Before the House Ways and Means Committee
February 29, 1996


Thank you for the opportunity to address the Committee on the performance of the Medicare Hospital Insurance Trust Fund in 1995. Since coming into office, the Clinton Administration has worked continually to address the problems affecting the Trust Fund, and we are hopeful that we can find common ground with this Committee and with the Congress this year on reforms to the Medicare program that will strengthen the Fund.

It should be remembered that it was the Clinton Administration and Congressional Democrats who successfully enacted the President's 1993 five-year deficit reduction package. OBRA 1993 extended the life of the Trust Fund by an additional three years by achieving realistic Medicare savings and by stimulating economic growth in the general economy.

The Administration has continued our commitment to controlling Medicare costs in the future. As part of his comprehensive plan to balance the federal budget, the President has proposed $124 billion in specific policy changes designed to strengthen Medicare. The President's proposal extends the life of the HI Trust Fund for more than a decade from now.

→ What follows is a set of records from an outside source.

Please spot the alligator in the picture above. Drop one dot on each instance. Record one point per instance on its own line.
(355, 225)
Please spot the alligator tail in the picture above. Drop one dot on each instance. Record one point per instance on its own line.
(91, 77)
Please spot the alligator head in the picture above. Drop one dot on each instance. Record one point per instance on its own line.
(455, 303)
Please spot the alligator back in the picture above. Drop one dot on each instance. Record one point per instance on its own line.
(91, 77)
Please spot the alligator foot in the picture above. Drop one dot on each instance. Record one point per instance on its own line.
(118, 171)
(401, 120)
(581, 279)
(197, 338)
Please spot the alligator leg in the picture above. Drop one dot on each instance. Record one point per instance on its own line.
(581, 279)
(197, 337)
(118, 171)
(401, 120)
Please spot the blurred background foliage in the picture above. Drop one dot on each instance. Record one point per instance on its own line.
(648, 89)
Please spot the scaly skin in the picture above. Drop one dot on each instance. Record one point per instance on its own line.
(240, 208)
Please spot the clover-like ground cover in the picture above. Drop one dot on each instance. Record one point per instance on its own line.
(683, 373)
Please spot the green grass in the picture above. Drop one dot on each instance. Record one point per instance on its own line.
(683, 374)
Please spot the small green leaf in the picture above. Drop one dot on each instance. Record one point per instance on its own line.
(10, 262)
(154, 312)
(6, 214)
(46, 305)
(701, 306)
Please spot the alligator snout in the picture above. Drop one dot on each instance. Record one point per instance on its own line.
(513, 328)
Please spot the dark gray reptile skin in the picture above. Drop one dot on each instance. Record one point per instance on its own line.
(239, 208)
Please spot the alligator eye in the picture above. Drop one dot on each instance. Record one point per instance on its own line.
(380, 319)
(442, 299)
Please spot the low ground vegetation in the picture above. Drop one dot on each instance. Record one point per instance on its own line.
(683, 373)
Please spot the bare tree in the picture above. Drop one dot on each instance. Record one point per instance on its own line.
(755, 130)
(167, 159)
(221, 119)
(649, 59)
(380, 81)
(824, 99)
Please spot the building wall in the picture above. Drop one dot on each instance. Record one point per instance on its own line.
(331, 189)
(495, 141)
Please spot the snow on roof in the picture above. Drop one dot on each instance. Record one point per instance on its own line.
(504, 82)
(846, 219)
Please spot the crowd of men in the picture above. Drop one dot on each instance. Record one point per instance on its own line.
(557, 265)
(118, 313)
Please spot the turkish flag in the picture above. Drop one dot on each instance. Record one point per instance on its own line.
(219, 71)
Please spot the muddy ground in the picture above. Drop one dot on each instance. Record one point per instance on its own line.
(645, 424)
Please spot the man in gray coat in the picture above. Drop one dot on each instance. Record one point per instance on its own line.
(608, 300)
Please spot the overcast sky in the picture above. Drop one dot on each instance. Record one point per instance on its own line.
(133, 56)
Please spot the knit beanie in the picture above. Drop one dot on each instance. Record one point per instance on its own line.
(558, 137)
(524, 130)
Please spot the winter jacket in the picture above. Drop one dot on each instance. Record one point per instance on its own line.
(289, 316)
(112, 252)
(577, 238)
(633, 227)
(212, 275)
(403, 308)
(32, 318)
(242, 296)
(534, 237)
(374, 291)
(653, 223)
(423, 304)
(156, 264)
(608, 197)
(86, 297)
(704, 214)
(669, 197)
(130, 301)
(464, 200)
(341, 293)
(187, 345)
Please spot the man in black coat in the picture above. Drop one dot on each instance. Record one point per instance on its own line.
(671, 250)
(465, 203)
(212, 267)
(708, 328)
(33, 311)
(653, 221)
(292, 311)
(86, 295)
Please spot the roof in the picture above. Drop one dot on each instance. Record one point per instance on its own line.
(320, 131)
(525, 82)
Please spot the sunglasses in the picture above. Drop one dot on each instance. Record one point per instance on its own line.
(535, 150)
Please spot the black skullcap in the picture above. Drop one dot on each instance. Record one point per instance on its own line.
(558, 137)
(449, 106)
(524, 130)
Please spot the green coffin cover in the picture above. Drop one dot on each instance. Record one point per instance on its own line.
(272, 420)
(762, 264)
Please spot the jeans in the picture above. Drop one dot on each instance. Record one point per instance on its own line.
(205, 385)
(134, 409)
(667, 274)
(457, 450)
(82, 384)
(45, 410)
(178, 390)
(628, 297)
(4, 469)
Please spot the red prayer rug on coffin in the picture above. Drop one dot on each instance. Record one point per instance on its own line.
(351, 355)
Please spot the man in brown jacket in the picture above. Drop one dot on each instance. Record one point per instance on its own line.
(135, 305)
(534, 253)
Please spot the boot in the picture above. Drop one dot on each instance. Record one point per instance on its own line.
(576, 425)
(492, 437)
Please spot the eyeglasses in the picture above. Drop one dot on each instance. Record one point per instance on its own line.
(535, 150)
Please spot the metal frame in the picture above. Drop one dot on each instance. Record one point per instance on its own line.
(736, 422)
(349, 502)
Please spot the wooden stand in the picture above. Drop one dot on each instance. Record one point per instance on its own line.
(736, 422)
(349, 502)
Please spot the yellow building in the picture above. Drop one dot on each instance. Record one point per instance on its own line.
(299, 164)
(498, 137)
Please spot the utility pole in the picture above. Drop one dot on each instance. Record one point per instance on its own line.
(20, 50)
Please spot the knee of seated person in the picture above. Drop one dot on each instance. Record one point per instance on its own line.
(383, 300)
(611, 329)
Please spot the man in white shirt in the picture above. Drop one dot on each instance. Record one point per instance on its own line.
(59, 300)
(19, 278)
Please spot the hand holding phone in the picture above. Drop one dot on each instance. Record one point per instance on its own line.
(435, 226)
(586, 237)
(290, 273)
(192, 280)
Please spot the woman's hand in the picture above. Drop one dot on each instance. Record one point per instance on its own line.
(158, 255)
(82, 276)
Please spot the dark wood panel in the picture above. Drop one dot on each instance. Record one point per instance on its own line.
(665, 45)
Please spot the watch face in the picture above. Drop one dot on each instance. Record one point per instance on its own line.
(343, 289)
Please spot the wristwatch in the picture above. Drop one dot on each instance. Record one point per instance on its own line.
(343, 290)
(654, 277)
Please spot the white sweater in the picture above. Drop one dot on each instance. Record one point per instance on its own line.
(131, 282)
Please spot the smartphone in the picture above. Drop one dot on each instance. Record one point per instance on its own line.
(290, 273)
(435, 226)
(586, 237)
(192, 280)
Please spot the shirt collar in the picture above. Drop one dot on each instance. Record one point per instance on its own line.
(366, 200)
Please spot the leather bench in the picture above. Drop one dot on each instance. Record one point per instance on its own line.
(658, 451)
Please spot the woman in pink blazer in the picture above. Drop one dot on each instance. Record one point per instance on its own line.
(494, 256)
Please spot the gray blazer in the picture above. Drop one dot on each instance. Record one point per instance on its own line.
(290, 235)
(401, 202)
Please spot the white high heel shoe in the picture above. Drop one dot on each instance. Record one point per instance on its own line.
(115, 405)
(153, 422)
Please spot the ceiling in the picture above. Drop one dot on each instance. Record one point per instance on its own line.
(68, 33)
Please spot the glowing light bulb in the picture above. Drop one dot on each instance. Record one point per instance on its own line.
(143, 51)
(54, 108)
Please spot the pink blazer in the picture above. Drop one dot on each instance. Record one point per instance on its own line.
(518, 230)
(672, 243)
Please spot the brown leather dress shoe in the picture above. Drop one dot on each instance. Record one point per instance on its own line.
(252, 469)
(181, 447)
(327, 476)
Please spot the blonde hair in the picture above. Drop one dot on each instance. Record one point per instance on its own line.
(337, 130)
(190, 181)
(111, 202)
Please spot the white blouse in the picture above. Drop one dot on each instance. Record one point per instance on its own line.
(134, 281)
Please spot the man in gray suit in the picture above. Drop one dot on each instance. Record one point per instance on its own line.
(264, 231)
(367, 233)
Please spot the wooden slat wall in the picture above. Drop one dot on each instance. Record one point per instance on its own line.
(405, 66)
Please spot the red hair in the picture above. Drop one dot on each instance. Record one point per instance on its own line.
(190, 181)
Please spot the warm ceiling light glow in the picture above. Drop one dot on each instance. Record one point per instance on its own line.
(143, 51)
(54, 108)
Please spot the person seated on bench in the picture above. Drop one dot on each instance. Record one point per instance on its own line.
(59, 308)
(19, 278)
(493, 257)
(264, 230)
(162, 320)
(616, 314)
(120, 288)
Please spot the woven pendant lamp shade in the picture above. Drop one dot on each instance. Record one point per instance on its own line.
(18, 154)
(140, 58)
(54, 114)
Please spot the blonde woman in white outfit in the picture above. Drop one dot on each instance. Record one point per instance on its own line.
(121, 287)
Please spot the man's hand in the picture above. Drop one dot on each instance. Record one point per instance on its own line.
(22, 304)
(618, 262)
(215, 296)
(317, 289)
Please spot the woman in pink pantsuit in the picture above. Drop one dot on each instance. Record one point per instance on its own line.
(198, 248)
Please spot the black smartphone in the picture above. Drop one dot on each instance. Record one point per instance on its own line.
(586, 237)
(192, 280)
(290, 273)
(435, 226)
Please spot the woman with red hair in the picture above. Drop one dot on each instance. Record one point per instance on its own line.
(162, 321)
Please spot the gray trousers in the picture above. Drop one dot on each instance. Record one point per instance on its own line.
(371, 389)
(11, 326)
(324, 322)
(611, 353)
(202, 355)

To achieve these savings, the Administration plan modifies Medicare payments in a number of ways. Our plan achieves substantial savings through provider payment changes that promote greater efficiency and make Medicare a more prudent purchaser and through increased efforts to combat waste, fraud and abuse. Importantly, it does so while maintaining and strengthening key protections for the beneficiaries Medicare serves.

The Administration plan represents a balanced approach -- one that protects traditional Medicare while expanding choice and preventive benefits. First, our proposal does not impose additional costs on beneficiaries, the plan maintains Part B premiums at 25% of program costs. Second, the plan maintains important protections for low-income Medicare beneficiaries. Third, the package expands the range of private plans available under Medicare without harming the traditional fee for service program, inviting dangerous risk selection, or shifting costs to beneficiaries. Finally. the Administration maintains critical prohibitions against "balance billing", which protect the program's 37 million beneficiaries from excessive charges from providers. I am hopeful that in the weeks ahead we can all focus our efforts on positive steps to enact such proposals.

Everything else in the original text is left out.